Sobre este riesgo ya avisa, hace casi un siglo, Aldous Huxley, uno de los primeros en proponer que el desarrollo de tecnologías capaces de abrir brechas en la privacidad y la autonomía de los ciudadanos podrían convertirse en el principal catalizador del declive de las democracias. Por supuesto, el problema no está en la tecnología en sí mismas, sino en el hecho histórico, demostrado, de que, cada cierto tiempo, un hombre malvado llega al poder. El autor de Un mundo feliz sabe que el peligro no es inminente, pero advierte de que cuando lo sea, puede que ya no seamos capaces de evitar el punto de no retorno, esto es, la más temible singularidad, cuando la tecnología hace imposible derrocar al tirano.

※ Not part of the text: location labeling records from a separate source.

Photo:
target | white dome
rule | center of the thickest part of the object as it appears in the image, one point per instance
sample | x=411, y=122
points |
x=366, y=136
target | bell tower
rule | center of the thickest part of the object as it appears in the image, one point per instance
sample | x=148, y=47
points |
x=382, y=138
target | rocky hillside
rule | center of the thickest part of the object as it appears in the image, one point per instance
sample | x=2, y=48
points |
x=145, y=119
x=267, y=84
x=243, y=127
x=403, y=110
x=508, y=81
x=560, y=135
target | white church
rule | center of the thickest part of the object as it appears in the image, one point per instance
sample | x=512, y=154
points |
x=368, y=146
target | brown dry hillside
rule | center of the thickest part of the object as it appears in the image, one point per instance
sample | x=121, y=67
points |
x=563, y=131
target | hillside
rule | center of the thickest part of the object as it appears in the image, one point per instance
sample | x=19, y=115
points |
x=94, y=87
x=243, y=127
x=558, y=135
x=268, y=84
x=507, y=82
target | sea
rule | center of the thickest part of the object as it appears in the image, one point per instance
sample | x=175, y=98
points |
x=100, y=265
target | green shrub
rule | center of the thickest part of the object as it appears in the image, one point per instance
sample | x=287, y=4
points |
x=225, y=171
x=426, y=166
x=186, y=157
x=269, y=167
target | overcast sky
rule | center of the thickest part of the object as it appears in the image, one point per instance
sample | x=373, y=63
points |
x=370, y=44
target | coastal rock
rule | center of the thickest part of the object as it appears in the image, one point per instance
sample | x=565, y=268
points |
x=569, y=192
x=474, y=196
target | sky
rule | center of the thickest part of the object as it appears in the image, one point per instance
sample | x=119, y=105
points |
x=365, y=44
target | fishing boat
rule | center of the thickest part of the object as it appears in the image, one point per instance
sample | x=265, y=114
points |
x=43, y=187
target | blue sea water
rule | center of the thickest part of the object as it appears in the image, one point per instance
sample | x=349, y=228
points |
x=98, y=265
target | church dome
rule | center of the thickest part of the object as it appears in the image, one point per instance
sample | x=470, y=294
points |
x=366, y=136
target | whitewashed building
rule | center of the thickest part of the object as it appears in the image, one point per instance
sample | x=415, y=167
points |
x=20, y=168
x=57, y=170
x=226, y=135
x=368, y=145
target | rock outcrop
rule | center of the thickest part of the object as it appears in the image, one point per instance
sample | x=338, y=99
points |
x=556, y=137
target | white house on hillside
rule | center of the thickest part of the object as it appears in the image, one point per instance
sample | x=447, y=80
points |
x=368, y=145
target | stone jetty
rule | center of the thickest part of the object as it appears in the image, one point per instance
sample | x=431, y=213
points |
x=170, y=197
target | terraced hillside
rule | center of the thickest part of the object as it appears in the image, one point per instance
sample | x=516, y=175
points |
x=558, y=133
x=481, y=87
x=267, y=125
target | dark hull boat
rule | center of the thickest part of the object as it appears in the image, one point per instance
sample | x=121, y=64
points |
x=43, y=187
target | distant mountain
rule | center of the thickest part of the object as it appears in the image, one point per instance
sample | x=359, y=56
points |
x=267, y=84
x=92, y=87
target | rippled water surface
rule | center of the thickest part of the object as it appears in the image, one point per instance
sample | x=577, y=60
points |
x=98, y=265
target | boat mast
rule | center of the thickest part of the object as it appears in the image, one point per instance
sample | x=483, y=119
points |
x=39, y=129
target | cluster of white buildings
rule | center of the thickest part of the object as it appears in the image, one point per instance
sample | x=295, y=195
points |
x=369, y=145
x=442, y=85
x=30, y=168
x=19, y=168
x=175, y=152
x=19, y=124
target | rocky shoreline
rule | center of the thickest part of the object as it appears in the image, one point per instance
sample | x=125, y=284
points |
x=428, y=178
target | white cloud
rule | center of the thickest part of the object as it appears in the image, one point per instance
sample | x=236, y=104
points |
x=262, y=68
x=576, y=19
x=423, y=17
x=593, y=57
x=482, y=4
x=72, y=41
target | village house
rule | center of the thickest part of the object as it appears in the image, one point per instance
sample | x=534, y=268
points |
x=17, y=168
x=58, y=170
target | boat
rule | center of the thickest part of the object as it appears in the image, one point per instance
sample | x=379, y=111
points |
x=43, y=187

Otros males acercan esta temible singularidad tecnológica. No me refiero solo a las modas transhumanistas, sino también a los humanismos buenistas que insisten en que todo se soluciona con una correcta educación en el uso sano y responsable de la tecnología. Bajo este slogan empezaron a regalar móviles a menores de edad hace veinte años, y hoy también se escudan con el mismo sainete para enseñar a nuestros estudiantes, en el aula, las ventajas de ChatGPT. ¿Por qué aprender a redactar si la máquina puede hacerlo por ti? ¿Se entiende aún que en esa habilidad se asienta una de las bases del pensamiento crítico y creativo? ChatGPT es una herramienta útil, sí, pero no para la docencia. Las élites tecnócratas no llevarán chips y sabrán redactar.
El humanismo cool están consiguiendo menos que nada. La estrategia del cordero con piel de lobo jugando al despiste retórico y a los juegos de tronos es contraproducente. Como escribe Friedrich Nietzsche, allá por 1886, en Más allá del bien y del mal: “Quien con monstruos lucha, cuide de convertirse a su vez en monstruo.” Y los monstruos no son felices ni demócratas –interprétese a gusto esta última frase.

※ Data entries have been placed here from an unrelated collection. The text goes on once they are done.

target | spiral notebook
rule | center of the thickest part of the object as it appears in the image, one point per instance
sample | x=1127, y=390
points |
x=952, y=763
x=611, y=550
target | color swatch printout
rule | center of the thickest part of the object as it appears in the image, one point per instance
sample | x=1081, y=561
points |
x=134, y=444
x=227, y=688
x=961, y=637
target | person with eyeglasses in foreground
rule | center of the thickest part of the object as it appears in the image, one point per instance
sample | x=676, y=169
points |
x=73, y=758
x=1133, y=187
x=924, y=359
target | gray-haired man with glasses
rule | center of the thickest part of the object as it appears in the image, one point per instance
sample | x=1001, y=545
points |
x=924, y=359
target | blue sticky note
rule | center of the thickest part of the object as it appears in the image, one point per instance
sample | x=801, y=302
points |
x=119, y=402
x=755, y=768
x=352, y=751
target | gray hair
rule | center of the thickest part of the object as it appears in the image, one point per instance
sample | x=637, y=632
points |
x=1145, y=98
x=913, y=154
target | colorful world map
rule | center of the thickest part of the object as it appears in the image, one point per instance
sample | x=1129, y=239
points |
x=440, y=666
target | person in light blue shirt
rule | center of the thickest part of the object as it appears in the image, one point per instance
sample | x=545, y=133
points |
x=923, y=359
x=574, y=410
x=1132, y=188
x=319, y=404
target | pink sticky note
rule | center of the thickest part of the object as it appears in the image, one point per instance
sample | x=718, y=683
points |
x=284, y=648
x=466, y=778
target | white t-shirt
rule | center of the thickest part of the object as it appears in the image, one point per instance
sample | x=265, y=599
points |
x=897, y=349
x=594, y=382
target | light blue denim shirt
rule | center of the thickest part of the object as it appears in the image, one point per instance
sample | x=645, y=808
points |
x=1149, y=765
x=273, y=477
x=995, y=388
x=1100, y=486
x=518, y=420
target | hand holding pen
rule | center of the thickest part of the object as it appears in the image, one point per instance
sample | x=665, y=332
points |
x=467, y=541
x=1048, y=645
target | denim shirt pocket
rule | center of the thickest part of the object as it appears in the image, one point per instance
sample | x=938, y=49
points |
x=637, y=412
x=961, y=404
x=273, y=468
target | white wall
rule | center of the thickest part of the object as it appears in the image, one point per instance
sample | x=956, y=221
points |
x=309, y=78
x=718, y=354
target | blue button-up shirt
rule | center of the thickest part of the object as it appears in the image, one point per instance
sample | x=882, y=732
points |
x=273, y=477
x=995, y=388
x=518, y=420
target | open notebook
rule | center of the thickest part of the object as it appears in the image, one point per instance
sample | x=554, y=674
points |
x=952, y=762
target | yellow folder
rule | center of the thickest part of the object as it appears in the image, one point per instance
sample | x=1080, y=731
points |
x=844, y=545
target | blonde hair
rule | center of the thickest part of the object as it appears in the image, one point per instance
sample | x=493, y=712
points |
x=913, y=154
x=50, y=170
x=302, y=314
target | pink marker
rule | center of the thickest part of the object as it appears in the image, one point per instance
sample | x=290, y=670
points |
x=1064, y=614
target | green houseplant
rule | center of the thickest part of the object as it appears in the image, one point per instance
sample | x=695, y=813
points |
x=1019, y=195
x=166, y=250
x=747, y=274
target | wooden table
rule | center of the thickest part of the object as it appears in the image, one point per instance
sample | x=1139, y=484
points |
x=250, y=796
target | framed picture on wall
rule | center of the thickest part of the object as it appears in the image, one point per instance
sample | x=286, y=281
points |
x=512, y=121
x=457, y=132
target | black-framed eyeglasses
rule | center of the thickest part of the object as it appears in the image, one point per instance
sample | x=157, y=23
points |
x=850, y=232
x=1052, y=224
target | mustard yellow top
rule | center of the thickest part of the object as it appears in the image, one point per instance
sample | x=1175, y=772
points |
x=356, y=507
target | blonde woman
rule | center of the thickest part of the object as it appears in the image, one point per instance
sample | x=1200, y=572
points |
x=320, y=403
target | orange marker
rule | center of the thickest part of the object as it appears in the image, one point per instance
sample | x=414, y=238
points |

Cuenta Publio Ovidio Nasón que Faetón pidió a su padre Helios que le permitiera conducir el carro del sol a través del cielo. Según el poeta romano, cometió tres errores: desconfió de su filiación divina, infravaloró la labor de su padre, y creyó que bastaba la buena intención para controlar el sol. Bajo su conducción el carro causó estragos en el cielo y abrasó la tierra.
¿Es posible detener a los futuros Faetón? Necesitamos volver a confiar en los discursos veraces y directos. Quizá la solución esté en un nuevo tipo de humanismo, llamémosle verdadero humanismo tecnológico, que ofrezca soluciones convincentes, pero sin violencia ni manipulación, sobre cómo esquivar el punto de no retorno. ¿Es posible lograr esta meta sin detener el avance tecnológico? La respuesta es todo un reto; estoy seguro que muy del gusto de visionarios multimillonarios que busquen maneras originales de gastar su dinero o deseen convertirse en auténticos salvadores de la humanidad.